Best friends Abby (Elsie Fisher, Texas Chainsaw Massacre) and Gretchen (Amiah Miller, The Water Man) have been close since childhood. Both know the deepest secrets of the other, their tiniest insecurities, and continue to lift one another through the tough times at school. Abby struggles with the onset of embarrassing acne and a secret crush for one of the teachers at their Catholic high school. Gretchen is from a goody-two-shoes family but longs to be a little wild. They hang out with Margaret (Rachel Ogechi Kan) and Glee (Cathy Ang, Over the Moon), who seem to be their friends, but more like their frenemies at times.

Margaret’s been spending more time with her bo-hunk boyfriend Wallace, annoying the other three (and Glee, who harbors a crush on her best friend), but the upcoming weekend at Margaret’s cabin is all about them. Then Wallace shows up with LSD, and the slightly tripping Abby and Gretchen stumble into the abandoned building near Margaret’s house that’s said to be haunted. There, the girls are separated, and Gretchen is overtaken by something evil. When she returns, she’s not the same Gretchen. At first, she’s withdrawn and lashes out at her best friend in hurtful ways.
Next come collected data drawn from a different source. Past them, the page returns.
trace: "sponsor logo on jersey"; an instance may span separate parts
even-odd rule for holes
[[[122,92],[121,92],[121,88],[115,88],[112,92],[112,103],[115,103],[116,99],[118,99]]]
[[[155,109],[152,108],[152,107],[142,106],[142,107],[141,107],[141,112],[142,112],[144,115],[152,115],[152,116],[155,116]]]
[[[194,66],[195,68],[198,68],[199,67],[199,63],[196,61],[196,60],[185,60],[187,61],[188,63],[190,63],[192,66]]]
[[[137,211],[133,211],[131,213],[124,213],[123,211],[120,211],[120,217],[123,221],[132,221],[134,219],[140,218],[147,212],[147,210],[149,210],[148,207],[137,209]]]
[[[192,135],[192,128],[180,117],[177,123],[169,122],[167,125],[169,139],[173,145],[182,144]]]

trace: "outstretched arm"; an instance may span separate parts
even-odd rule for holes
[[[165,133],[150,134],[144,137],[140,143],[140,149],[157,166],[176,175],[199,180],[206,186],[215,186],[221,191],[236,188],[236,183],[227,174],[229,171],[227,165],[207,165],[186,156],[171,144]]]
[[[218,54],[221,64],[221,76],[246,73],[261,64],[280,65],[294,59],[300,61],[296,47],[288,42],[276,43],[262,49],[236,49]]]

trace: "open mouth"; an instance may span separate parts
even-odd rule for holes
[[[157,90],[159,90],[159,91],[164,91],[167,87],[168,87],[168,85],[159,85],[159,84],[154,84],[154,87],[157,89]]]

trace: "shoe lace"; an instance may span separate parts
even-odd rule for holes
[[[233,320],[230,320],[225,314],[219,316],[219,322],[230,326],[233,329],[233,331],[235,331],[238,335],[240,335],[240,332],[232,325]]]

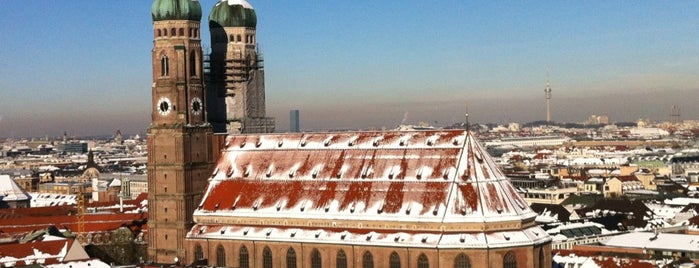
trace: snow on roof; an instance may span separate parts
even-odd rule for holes
[[[70,261],[64,263],[56,263],[45,265],[46,268],[109,268],[109,264],[104,263],[98,259],[84,260],[84,261]]]
[[[25,201],[31,196],[9,175],[0,175],[0,199],[2,201]]]
[[[549,236],[539,226],[523,230],[495,232],[442,233],[439,231],[405,231],[353,228],[316,228],[305,226],[243,226],[197,224],[188,238],[272,240],[297,243],[348,243],[366,246],[401,246],[431,248],[501,248],[544,243]]]
[[[665,199],[664,203],[669,206],[687,206],[689,204],[699,204],[699,198],[677,197]]]
[[[70,240],[42,241],[0,246],[0,264],[5,267],[56,263],[68,253]]]
[[[229,136],[194,213],[200,226],[217,224],[209,216],[239,219],[239,228],[314,220],[362,232],[414,226],[422,235],[416,226],[426,223],[472,231],[491,222],[535,225],[536,213],[473,136],[432,130]],[[433,229],[423,231],[444,235]],[[522,232],[502,244],[531,244],[536,236]]]
[[[694,234],[631,232],[611,236],[601,243],[610,247],[699,253],[699,235]]]

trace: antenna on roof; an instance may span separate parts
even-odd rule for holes
[[[466,116],[466,132],[471,132],[471,126],[468,123],[468,113],[466,113],[465,116]]]

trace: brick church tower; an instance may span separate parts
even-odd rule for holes
[[[148,128],[148,259],[186,258],[184,238],[213,163],[196,0],[155,0]]]
[[[245,0],[220,0],[209,14],[209,122],[216,133],[272,133],[265,112],[265,72],[256,40],[257,15]]]

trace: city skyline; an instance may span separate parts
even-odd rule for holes
[[[150,4],[4,3],[0,137],[145,133]],[[545,120],[547,70],[552,121],[699,119],[697,2],[251,4],[278,131]]]

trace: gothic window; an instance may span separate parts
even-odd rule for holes
[[[320,251],[318,249],[313,249],[311,252],[311,268],[322,268],[322,259],[320,257]]]
[[[170,68],[170,62],[167,59],[167,56],[163,55],[163,57],[160,58],[160,76],[167,76],[169,68]]]
[[[189,32],[187,33],[187,37],[192,37],[192,28],[189,28]]]
[[[156,34],[157,37],[160,37],[160,35],[162,35],[162,33],[160,33],[160,29],[158,29],[156,32],[157,32],[157,34]]]
[[[229,36],[228,36],[228,42],[230,43],[230,42],[234,42],[234,41],[235,41],[234,36],[233,36],[232,34],[229,35]]]
[[[241,42],[241,41],[243,41],[243,39],[240,35],[238,35],[238,42]]]
[[[179,36],[184,36],[184,29],[183,28],[180,28]]]
[[[192,52],[189,56],[189,75],[197,75],[197,54]]]
[[[248,255],[248,248],[245,246],[240,247],[240,253],[238,253],[238,266],[240,268],[250,268],[250,256]]]
[[[226,267],[226,250],[221,245],[216,248],[216,266]]]
[[[345,255],[344,250],[337,252],[337,258],[335,258],[336,268],[347,268],[347,255]]]
[[[175,28],[170,29],[170,36],[175,36],[175,35],[177,35],[177,29],[175,29]]]
[[[417,257],[417,268],[430,268],[430,261],[424,253]]]
[[[388,266],[390,268],[400,268],[400,256],[395,251],[391,253],[391,257],[388,260]]]
[[[272,268],[272,250],[269,247],[262,250],[262,268]]]
[[[199,37],[199,29],[194,29],[194,37]]]
[[[362,268],[374,268],[374,256],[369,251],[362,256]]]
[[[471,268],[471,260],[466,254],[461,253],[454,259],[454,268]]]
[[[163,36],[167,36],[167,29],[163,29]]]
[[[505,254],[505,257],[502,258],[502,267],[517,268],[517,258],[515,258],[514,252],[510,251]]]
[[[294,248],[289,248],[286,251],[286,268],[296,268],[296,251]]]

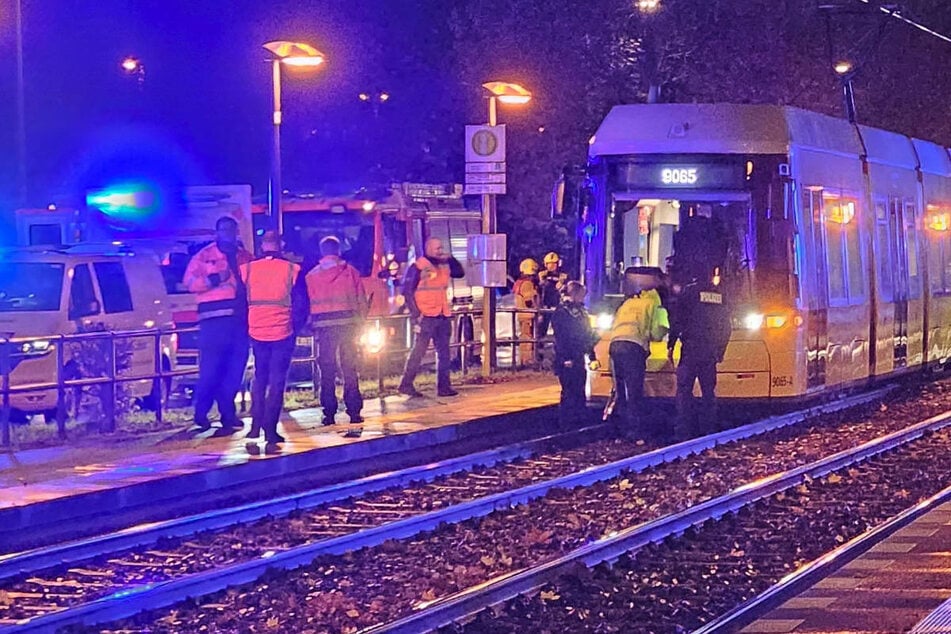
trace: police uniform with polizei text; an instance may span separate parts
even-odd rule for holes
[[[222,431],[242,426],[234,401],[248,362],[248,305],[239,267],[250,261],[251,254],[240,245],[222,250],[212,243],[185,269],[185,286],[198,301],[195,423],[205,429],[216,401]]]
[[[668,347],[681,342],[677,367],[677,431],[679,435],[710,433],[716,423],[717,363],[723,360],[732,324],[724,289],[712,281],[684,286],[670,315]],[[701,409],[694,409],[693,386],[700,383]]]
[[[274,241],[277,242],[276,236]],[[300,266],[283,259],[276,251],[266,251],[263,257],[241,266],[248,293],[248,334],[254,352],[249,438],[257,438],[263,429],[269,443],[284,441],[277,433],[277,423],[294,354],[297,324],[292,304],[298,299],[294,285],[299,274]]]
[[[363,395],[357,373],[357,338],[366,315],[366,294],[360,272],[337,255],[325,255],[305,278],[310,298],[310,322],[317,338],[320,368],[320,407],[324,424],[337,413],[337,359],[343,375],[343,402],[351,423],[363,422]]]

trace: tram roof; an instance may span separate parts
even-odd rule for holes
[[[864,143],[863,143],[864,142]],[[927,141],[789,106],[635,104],[615,106],[592,138],[589,156],[788,154],[809,148],[944,174],[948,150]]]

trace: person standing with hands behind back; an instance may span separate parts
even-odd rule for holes
[[[413,381],[432,340],[436,348],[436,394],[455,396],[458,392],[449,384],[449,338],[452,335],[449,316],[452,310],[446,292],[450,280],[465,277],[466,272],[456,258],[446,253],[438,238],[427,240],[424,252],[425,255],[417,258],[406,270],[403,280],[403,295],[414,322],[416,342],[406,359],[399,391],[409,397],[422,396]]]
[[[584,307],[588,290],[581,282],[568,282],[565,297],[551,316],[555,329],[555,374],[561,383],[561,423],[583,423],[585,407],[585,363],[587,354],[592,369],[598,368],[594,344],[598,336],[591,328],[591,318]]]

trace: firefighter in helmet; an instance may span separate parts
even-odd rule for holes
[[[554,251],[545,254],[543,260],[545,269],[538,274],[538,296],[541,300],[540,308],[554,310],[561,303],[561,296],[568,284],[568,274],[561,270],[561,256]],[[542,313],[538,317],[538,336],[548,334],[548,325],[551,324],[551,312]]]
[[[535,310],[539,306],[538,301],[538,262],[532,258],[525,258],[518,265],[519,276],[512,287],[512,293],[515,295],[515,308],[518,310]],[[535,317],[534,312],[519,312],[515,315],[518,322],[518,338],[532,339],[535,335]],[[535,344],[530,341],[523,341],[518,344],[519,363],[522,365],[535,364]]]

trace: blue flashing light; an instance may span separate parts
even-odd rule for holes
[[[122,183],[86,194],[86,204],[117,220],[146,220],[161,207],[158,188],[147,183]]]

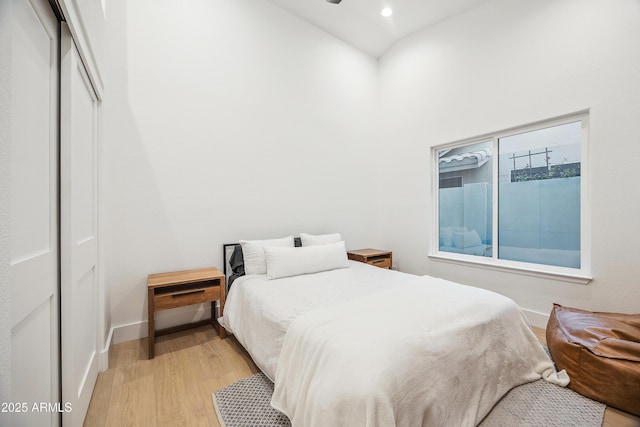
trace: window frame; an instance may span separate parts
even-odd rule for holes
[[[536,264],[521,261],[511,261],[498,258],[498,200],[499,200],[499,140],[513,135],[532,132],[553,126],[568,123],[581,122],[581,144],[580,144],[580,268],[558,267],[546,264]],[[440,251],[440,206],[439,206],[439,157],[438,152],[445,149],[454,149],[467,145],[492,141],[492,185],[495,189],[492,192],[492,241],[493,250],[491,257],[467,255],[462,253]],[[431,147],[432,165],[432,225],[431,241],[428,258],[455,264],[475,266],[490,270],[507,271],[524,274],[528,276],[562,280],[571,283],[587,284],[591,277],[591,212],[590,206],[590,159],[589,159],[589,111],[580,111],[564,116],[541,120],[523,126],[516,126],[501,131],[491,132],[485,135],[458,140],[446,144]]]

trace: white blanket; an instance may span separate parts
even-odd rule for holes
[[[425,276],[294,320],[271,404],[294,426],[475,426],[540,377],[569,382],[512,300]]]
[[[285,333],[298,316],[392,289],[416,276],[349,261],[348,268],[269,280],[243,276],[227,295],[221,324],[247,349],[271,380]]]

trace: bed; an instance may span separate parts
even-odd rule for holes
[[[264,251],[304,264],[302,246]],[[227,295],[221,324],[294,426],[475,426],[517,385],[568,384],[510,299],[344,258],[246,274]]]

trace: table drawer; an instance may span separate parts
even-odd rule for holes
[[[367,264],[375,265],[380,268],[391,268],[391,258],[388,256],[370,257],[367,259]]]
[[[155,311],[160,311],[218,299],[220,299],[220,286],[209,286],[156,295],[154,305]]]

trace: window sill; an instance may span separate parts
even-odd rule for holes
[[[563,282],[576,283],[580,285],[586,285],[591,282],[591,280],[593,280],[590,275],[581,274],[580,272],[564,271],[565,269],[562,269],[561,267],[558,267],[557,270],[552,267],[547,269],[542,265],[540,267],[532,267],[524,263],[521,264],[517,262],[496,260],[493,258],[475,257],[470,255],[455,255],[451,253],[443,254],[442,252],[429,254],[428,258],[438,262],[466,265],[470,267],[502,271],[513,274],[522,274],[525,276],[533,276],[543,279],[560,280]]]

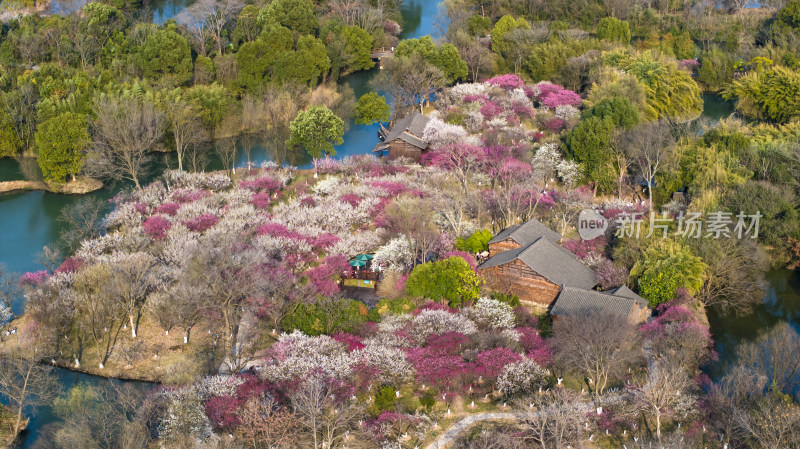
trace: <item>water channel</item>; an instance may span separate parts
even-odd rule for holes
[[[75,0],[80,1],[80,0]],[[153,22],[163,23],[182,11],[190,0],[152,0],[149,8],[153,13]],[[69,0],[62,0],[66,3]],[[70,3],[71,5],[71,3]],[[67,8],[64,8],[67,9]],[[426,34],[435,35],[438,16],[437,0],[412,0],[403,5],[404,31],[402,38],[415,38]],[[356,96],[368,90],[369,80],[378,73],[377,68],[348,76],[342,82],[354,90]],[[718,122],[733,112],[730,102],[723,101],[713,95],[704,95],[704,113],[711,123]],[[339,145],[337,157],[367,154],[377,143],[377,125],[363,126],[350,123]],[[156,163],[154,172],[163,170],[165,164],[175,166],[173,159]],[[269,160],[269,152],[264,145],[256,145],[251,153],[251,160],[258,163]],[[170,163],[171,162],[171,163]],[[246,162],[240,153],[237,166]],[[308,161],[297,161],[296,165],[307,165]],[[23,179],[17,163],[9,159],[0,159],[0,181]],[[90,194],[96,198],[107,200],[123,186],[116,185]],[[16,192],[0,194],[0,264],[10,271],[23,273],[40,269],[36,255],[45,245],[57,244],[61,224],[57,221],[59,212],[70,204],[79,201],[83,196],[57,195],[41,191]],[[711,313],[711,329],[716,340],[716,349],[720,354],[720,362],[709,370],[712,377],[718,377],[724,370],[724,364],[735,355],[735,348],[742,341],[755,338],[761,332],[770,329],[781,320],[788,320],[795,327],[800,326],[800,275],[789,270],[774,270],[767,273],[770,289],[764,304],[757,307],[751,315],[720,316]],[[23,304],[15,304],[14,312],[21,313]],[[74,373],[65,369],[57,369],[56,375],[62,388],[71,388],[77,382],[100,383],[105,380],[96,376]],[[50,407],[42,407],[36,411],[26,430],[22,446],[29,448],[41,435],[42,429],[56,419]]]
After a pivotal transformation, she emerges as something much more problematic: A seemingly well-adjusted high schooler with an innocent face that no one would believe could commit the kinds of terrible acts about to take place. And only a best friend like Abby could stop her.

I know there’s a good movie here. It could have and should have been made. Something was lost in the translation from the page to the screen, and it’s so disappointing to witness. Starting with that gaudy production design that takes every ugly late ’80s design choice and trots it out like it’s runway ready or set to appear in Architectural Digest.   The neon colors, pastels, oversize sweaters, and scrunchies can look good when done correctly, but in My Best Friend’s Exorcism, it feels like the actors were thrown into a pile of clothes, and whatever they came out wearing is what they were in for the day.

Then there’s the acting which, to put it kindly, is not terrible but shouldn’t be this bad for a movie at this level. Abby and Gretchen are supposed to be lifelong best friends. However, there is no chemistry or camaraderie present between Fisher and Miller, with Fisher especially looking like she’s never met Miller each time they’re in a scene together. Miller tries to pull things together, later emerging the victor out of her costars, but that’s not saying much. I was most sorry for everyone because they wore such awful clothes. 

On top of everything, My Best Friend’s Exorcism is frequently unnecessarily mean, even where high school movies are concerned. Digs at skin problems, eating disorders, and lesbianism, come off as cheap low blows without any creative energy behind them. I haven’t even mentioned the scene with the 11-foot tapeworm, have I? Just wait until you see how that one resolves itself. Perhaps coming out in the middle of all these other scary films aimed at the same target audience will send this one to the graveyard fast. No exorcism required. A really wasted opportunity in my mind.